Passano circa dieci minuti, quando decido di arrendermi. Non ci sono da nessuna parte. Maledizione.

Torno in cucina, ma davanti a me trovo mia madre, violacea in viso per la rabbia. Mi chiedo cosa devo aver potuto fare questa volta per farla arrabbiare così tanto. Neanche il tempo di pensarci qualche secondo in più, che trovo le tre pagnotte bruciacchiate sul tavolo.

Il panico invade il mio corpo. Non c’è bisogno che mi metta a correre. Mia madre mi afferra per il braccio e mi tira verso di lei. Mi stampa cinque dita in faccia, in modo fortissimo. Me ne stampa altre cinque. Che donna deliziosa.

“E ora cosa dovremmo farcene di queste pagnotte bruciate?!” urla.

Esagera, però. Non sono del tutto immangiabili… Infondo, sono solo un po’ bruciacchiate. Ma, ovviamente, a lei interessa, più di tutto, umiliarmi.

“Stupido bambino disgraziato!” mi urla, se possibile, ancora più forte.
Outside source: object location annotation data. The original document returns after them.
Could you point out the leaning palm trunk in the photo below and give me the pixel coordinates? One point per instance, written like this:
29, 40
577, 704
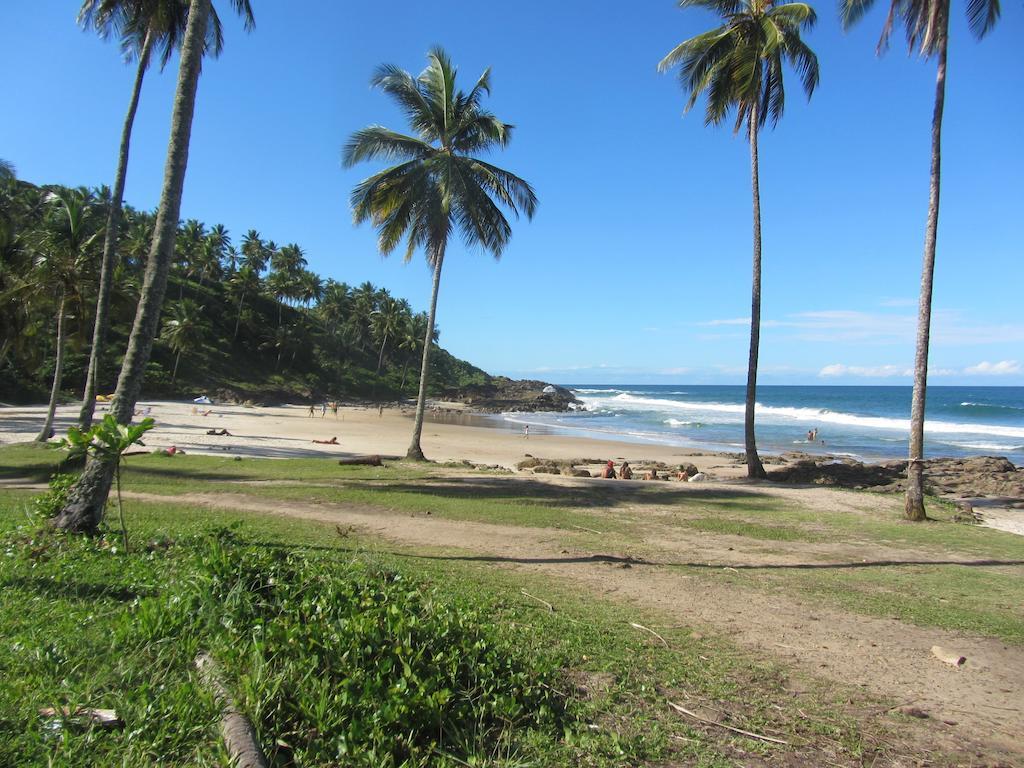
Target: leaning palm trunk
914, 506
88, 497
111, 245
415, 452
754, 466
47, 429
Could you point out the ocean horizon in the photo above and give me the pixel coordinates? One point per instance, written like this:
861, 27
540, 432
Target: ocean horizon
867, 423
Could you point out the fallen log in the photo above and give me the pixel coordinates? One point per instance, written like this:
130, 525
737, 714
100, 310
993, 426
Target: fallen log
367, 461
240, 737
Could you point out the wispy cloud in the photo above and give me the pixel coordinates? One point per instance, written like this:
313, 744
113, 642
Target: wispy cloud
727, 322
1003, 368
869, 372
949, 327
897, 302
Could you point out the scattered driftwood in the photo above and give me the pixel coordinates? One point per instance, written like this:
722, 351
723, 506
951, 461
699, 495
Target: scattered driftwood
534, 597
84, 716
368, 461
948, 656
752, 734
240, 737
645, 629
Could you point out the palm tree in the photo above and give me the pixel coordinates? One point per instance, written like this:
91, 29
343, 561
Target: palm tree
439, 184
245, 281
84, 508
142, 26
66, 250
387, 323
738, 67
184, 330
927, 26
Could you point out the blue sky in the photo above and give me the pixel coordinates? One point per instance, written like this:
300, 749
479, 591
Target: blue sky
636, 267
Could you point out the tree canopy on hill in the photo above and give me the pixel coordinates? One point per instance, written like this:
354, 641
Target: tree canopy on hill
261, 326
“Valle a dare ai maiali! Ora!”.

A testa bassa, prendo le tre pagnotte tra le braccia e mi dirigo fuori casa. Qui fuori piove e si gela. Vado, lentamente, vicino al porcile.
Sto per buttare in pasto ai maiali le mie tre opere bruciacchiate, quando sento un rumore.
Mi giro, perlustrando tutto il cortile in cerca della fonte che lo ha provocato.
E poi la vedo. Una bambina accasciata a terra, il viso pallido ed i capelli bagnati. Deve avere più o meno la mia stessa età, ma è molto magra. Non riesco a capire chi è.
Lei, lentamente,  si scosta i capelli dal viso.
Sbianco.

La bambina è Katniss Everdeen.

La conosco di vista, eppure sono segretamente innamorato di lei dal primo giorno di scuola, quando la maestra la fece cantare.
Tutti gli uccelli ammutolirono al suono di quella voce candida, ed io ne rimasi affascinato.
Da quel giorno la seguo ogni volta che torna a casa.
Vederla in quello stato mi provoca una fitta al cuore. Non posso abbandonarla lì.
Lancio un’occhiata dentro casa. Mia madre è seduta vicino al tavolo, ancora imprecando il mio nome sotto voce.
Se opero velocemente, ci posso riuscire.
Lancio due pagnotte dentro il porcile e, in meno di tre secondi, cerco di prendere la mira per lanciarle l’ultima, quella un po’ meno bruciata.
Ci riesco. La pagnotta tocca il suolo, atterrando vicino quel corpicino esausto.
La guardo intensamente, ma poi mi costringo a tornare dentro casa.
Che mia madre avesse sbirciato fuori la finestra? … Il solo pensiero  mi fa venire i brividi.
Ma poi ci penso… Non devo avere paura, non di lei.
Sul ciglio della porta, mi volto indietro, e vedo che lei si sta alzando lentamente, prendendo la pagnotta tra le sue mani.
E proprio alla vista di lei che riuscirà a sopravvivere che mi dico sottovoce:

“Io non ho paura”.



Angolo autrice (:
Spero che questa One-Shot vi sia piaciuta.
Me la lasciate una piccola recensione? Mi farebbe infinitamente piacere! *-*

Rosie_posy.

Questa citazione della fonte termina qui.